On how data complements human decisions in healthcare

Eric Laber:

“For many diseases, the decision should be made by a person, but how do we help that person synthesize very complex data from multiple sources to help them make the best possible decision.”


On the need for standardization in data sets

Andy Tatem:

“When we’re working with data sets from multiple different fields or different government ministries, there’s a need to check for completeness and quality. A huge part of our work is the harmonization just to be able to get to that stage where we can extract new insights from them.”


Is bias a problem in data-driven decision-making?

Eric Laber:

“if you’re trying to build a predictive model that imitates a system where there is already bias, you have a huge problem. … There have been plenty of examples where we fit one of these systems, and it either maintains bias or makes bias worse. It’s not just how the algorithm is built, but it’s also what data we use to train the algorithm and evaluate the algorithm, where it’s deployed and who has access to it.”


Andy Tatem:

“It’s vitally important to understand these biases. If you’re just taking data and putting it straight into a model, and not taking the time to understand that data, that’s a very dangerous route to go.”


João Vissoci:

“We need to discuss equity in data generation and data quality. If most models are developed out of data coming from high-income countries like the United States, then most models are going to reflect this society. So how are these models going to reflect the nuances of health systems that have problems with access to care?”
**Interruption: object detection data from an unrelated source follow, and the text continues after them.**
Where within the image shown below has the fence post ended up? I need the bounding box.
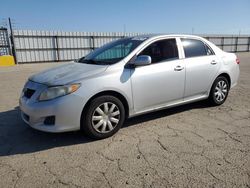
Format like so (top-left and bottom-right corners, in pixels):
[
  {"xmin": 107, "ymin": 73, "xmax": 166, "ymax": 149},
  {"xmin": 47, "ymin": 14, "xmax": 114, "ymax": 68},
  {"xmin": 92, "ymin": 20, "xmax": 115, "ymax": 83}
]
[
  {"xmin": 9, "ymin": 18, "xmax": 18, "ymax": 64},
  {"xmin": 234, "ymin": 36, "xmax": 239, "ymax": 52},
  {"xmin": 221, "ymin": 37, "xmax": 224, "ymax": 50},
  {"xmin": 90, "ymin": 36, "xmax": 95, "ymax": 50},
  {"xmin": 247, "ymin": 37, "xmax": 250, "ymax": 52},
  {"xmin": 54, "ymin": 35, "xmax": 60, "ymax": 62}
]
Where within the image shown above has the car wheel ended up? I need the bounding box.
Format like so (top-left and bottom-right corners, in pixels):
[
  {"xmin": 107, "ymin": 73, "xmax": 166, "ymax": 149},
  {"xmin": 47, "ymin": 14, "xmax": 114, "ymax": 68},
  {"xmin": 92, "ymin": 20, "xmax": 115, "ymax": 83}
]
[
  {"xmin": 209, "ymin": 76, "xmax": 230, "ymax": 106},
  {"xmin": 82, "ymin": 95, "xmax": 125, "ymax": 139}
]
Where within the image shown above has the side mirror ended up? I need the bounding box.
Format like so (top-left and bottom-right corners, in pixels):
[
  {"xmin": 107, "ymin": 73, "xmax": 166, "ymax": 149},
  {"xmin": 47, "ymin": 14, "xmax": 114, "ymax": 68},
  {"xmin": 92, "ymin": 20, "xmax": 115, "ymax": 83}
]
[{"xmin": 132, "ymin": 55, "xmax": 152, "ymax": 66}]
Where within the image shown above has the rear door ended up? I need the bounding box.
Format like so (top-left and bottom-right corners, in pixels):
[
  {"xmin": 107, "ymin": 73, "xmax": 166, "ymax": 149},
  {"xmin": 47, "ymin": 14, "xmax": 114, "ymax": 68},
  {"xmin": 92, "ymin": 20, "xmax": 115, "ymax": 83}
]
[
  {"xmin": 181, "ymin": 38, "xmax": 220, "ymax": 100},
  {"xmin": 131, "ymin": 38, "xmax": 185, "ymax": 112}
]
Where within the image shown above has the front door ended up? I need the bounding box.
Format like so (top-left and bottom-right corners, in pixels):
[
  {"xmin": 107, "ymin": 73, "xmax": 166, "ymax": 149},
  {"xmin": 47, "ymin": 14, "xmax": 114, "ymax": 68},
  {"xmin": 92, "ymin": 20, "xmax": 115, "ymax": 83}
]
[{"xmin": 131, "ymin": 39, "xmax": 185, "ymax": 113}]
Balancing access and privacy of health-related data

João Vissoci

“Data is an eternal thing that can be used and should be used to leverage other questions. There’s a strong ethical component to developing data that is more than answering the question for a project, but developing something that could be answering questions for other projects.”


Eric Laber:

“A major area of research now is how do we build systems where healthcare organizations can share data to make better decisions, but still respect the privacy of individuals. And I think there’s also a need for better consenting about how people’s data are used.”